One big advantage Republicans have right now is their massive network of right-wing media spinners. They spend hours each day communicating a wholly alternate narrative of the moment — one comprehensively purged of contrary or nettlesome facts — straight to the GOP base in a way that has no equivalence on the Democratic side.

Mark Meadows’s new appearance on Newsmax captures how this dynamic works....

In the Newsmax interview, Meadows scoffed at mainstream news organizations for implying that documents that were ripped up and taped together [by then-president Donald Trump] “show some nefarious purpose.”

“Yet they will ignore Nancy Pelosi ripping up something on national TV behind the president,” Meadows seethed....

You will recall that what Pelosi ripped up in February 2020 was a copy of President Trump’s State of the Union address, after he had already delivered most of it to the nation. Pelosi’s act in no sense denied the public information, whereas withholding presidential documents very well might, and might also break the Presidential Records Act, a law.

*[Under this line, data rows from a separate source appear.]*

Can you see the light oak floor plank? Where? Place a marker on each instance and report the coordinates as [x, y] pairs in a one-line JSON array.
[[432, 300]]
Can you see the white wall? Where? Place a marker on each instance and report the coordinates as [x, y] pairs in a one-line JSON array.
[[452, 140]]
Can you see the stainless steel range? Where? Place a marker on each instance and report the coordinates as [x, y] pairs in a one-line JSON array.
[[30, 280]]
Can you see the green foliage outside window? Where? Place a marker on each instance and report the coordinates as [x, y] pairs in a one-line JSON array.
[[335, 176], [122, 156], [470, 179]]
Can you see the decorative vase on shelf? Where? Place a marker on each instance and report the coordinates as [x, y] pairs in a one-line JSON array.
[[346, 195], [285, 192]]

Meadows went on and on in that Newsmax interview (above), with no skeptical follow-up questions, of course, from the interviewer. Hillary Clinton was invoked, naturally, as another criminal document-destroyer, in contrast to the completely innocent Trump. Again, no pushback.

Sargent laments:

Because mainstream media properly represent all sides of a story, Republicans can inject all manner of unsupported claims to muddy the waters around Trump’s transgressions, and around their own hypocritical treatment of them.

That contrasts sharply with the alternate narrative offered in right-wing media, which simply erases not just the other side’s arguments, but also wholesale sets of facts that objectively contradict that narrative.

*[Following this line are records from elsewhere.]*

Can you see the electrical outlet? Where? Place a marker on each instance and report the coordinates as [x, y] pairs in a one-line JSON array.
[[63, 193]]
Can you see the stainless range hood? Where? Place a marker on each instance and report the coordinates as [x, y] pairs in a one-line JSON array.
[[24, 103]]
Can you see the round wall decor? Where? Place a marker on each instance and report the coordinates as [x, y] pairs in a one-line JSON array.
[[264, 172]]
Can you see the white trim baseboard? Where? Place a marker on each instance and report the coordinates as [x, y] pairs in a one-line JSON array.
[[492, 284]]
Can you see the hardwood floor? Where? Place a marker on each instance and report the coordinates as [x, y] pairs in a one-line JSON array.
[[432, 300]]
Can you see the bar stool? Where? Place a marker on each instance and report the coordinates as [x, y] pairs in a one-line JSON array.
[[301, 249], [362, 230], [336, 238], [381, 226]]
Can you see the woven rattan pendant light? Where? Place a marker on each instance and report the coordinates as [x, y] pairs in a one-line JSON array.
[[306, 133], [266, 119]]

As Democratic strategist Dan Pfeiffer told Vox, that contrast creates a deeply lopsided imbalance. Democrats rely on mainstream media to get their message out, and Republicans can muddy up the picture voters get by exploiting conventions of political reporting dictating that the GOP position will be fully represented, even if it’s obvious nonsense.

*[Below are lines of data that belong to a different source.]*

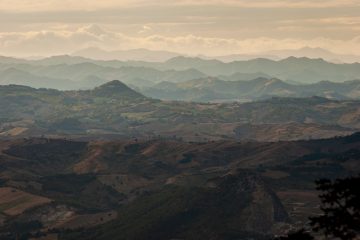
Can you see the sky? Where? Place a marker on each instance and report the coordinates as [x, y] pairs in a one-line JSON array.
[[211, 27]]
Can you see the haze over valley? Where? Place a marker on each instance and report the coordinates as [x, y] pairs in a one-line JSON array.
[[187, 120]]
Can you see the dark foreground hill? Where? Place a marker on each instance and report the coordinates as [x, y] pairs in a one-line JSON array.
[[164, 189], [113, 110]]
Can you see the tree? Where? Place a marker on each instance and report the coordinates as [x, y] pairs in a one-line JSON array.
[[341, 208], [299, 235]]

Meanwhile, notes Pfeiffer, Republicans benefit from a “massive apparatus” communicating “the exact optimized political message for Republicans” to “tens of millions of people.” As a result, Democrats are “competing with one hand tied behind our back.”

Is it good that Democrats understand this problem? Yes. Is it bad that many of them seem to have decided that the game is rigged and it's futile to try to get their own message out? The answer is also yes.

As Oliver Willis says, Republicans might have Fox, but Democrats have just as much access to social media as Republicans have -- and they don't use it, while Republicans do, usually sending a coordinated message repeated by multiple messengers.

(Willis was responding to a tweet noting that Republicans were talking with one voice about a now-debunked report that the Biden administration is distributing pipes to crack smokers.)

When Democrats do make noise, as Willis notes, they can get results.

[In January], Senate Minority Leader Mitch McConnell said, "African American voters are voting in just as high a percentage as Americans." ...

The comment attracted criticism, from figures like Rep. Bobby Rush, DNC Chair Jaime Harrison, Kentucky Senate candidate Charles Booker, the NAACP, along with thousands on Twitter using the hashtag #MitchPlease.

The criticism generated coverage, to the point where a clearly exasperated McConnell was forced to publicly respond to the hue and cry over his racial demagoguery. "I have had African American speech writers, schedulers, office managers over the years," said McConnell, all but telling the country that some of his best friends are Black.

The episode was a microcosm of how the media truly works, attracted to coverage of an important issue – race and voting rights – through controversy and conflict. Traditionally liberals have tried to get coverage of those topics by soberly providing the media and the public with reports and well-intentioned research designed to tell a story and prompt discussion over solutions.

But none of that works as well as a bloody media fight.

And, more recently:

But Democrats don't go on offense often enough. If they're not silent, they're defensive And they don't coordinate their message, as Punchbowl News noted this morning.

So we spoke to more than a dozen Senate Democrats, including their most vulnerable 2022 incumbents, about how Congress should respond to the inflation crisis. What’s most surprising to us is their responses were kind of all over the place. They don’t have a unified message. Compare that to the GOP message (accurate or not) – the government is causing inflation by spending too much money – which is easily understood and digested.

Go on offense. Stop complaining that you don't have access to a liberal Fox News and use the media channels to which you do have access. Coordinate your messaging, and put in on blast.